Diario de Noticias (Spain)

San Romero de América, pastor y mártir nuestro

- Iosu Moracho Cortés POR

“Estamos otra vez en pie de testimonio, / ¡San Romero de América, pastor y mártir nuestro! / Romero de la paz casi imposible en esta tierra en guerra. / Romero en flor morada de la esperanza incólume de todo el Continente. / Romero de la Pascua latinoamer­icana. / Pobre pastor glorioso, asesinado a sueldo, a dólar, a divisa”. Pedro Casaldálig­a

“Ser en la vida romero, / romero sólo que cruza siempre por caminos nuevos”.

León Felipe

Hoy 14 de octubre, la iglesia institucio­nal, la misma que en su día le había reprendido y acusado de subversivo, elevará a los altares a monseñor Óscar Arnulfo Romero, arzobispo de San Salvador, asesinado por los escuadrone­s de la muerte el 24 de marzo de 1980, en el que siempre ha sido llamado el pulgarcito de América Latina.

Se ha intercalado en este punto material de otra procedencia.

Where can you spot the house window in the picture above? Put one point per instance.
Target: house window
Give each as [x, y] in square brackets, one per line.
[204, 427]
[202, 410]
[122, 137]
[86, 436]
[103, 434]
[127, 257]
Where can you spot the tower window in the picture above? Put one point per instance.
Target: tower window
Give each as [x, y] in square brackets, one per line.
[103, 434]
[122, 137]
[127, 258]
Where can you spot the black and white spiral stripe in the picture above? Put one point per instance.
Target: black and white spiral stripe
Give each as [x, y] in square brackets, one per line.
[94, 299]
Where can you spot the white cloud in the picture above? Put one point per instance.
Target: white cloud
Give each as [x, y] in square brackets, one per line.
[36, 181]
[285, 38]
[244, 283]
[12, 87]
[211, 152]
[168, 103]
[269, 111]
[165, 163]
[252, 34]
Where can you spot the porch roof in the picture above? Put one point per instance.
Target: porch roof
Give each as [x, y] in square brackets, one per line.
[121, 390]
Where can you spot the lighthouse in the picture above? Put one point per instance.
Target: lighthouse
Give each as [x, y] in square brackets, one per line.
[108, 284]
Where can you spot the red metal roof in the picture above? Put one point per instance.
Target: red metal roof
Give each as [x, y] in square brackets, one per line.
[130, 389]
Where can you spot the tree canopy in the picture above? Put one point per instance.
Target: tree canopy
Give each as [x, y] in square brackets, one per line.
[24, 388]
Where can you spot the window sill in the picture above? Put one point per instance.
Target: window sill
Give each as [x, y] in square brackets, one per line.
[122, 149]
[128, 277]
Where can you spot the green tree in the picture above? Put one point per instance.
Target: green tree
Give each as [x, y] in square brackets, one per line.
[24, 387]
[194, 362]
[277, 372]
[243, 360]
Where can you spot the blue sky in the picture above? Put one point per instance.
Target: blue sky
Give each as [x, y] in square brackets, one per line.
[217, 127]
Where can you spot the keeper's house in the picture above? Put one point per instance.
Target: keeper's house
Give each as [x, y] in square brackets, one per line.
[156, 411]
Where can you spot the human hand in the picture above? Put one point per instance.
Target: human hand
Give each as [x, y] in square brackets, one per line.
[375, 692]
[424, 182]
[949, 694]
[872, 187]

El Salvador, un país con apenas 21.000 kilómetros cuadrados y con unos siete millones de habitantes (entonces eran tres millones y medio), sufrió una cruenta guerra civil que duró doce años y que se cobró las vidas de

75.000 personas.

En nuestras retinas, las imágenes terribles de la represión, los muertos a diario en los telediario­s, las camionetas cargadas de cadáveres de campesinos y los soldados de la guardia nacional disparando impunement­e contra manifestan­tes incluso en las escalinata­s de la catedral de San Salvador, con ocasión del funeral y posterior homenaje que el pueblo rindió a Óscar Romero, voz de los sin voz, profeta de la verdad, mártir de la patria grande latinoamer­icana.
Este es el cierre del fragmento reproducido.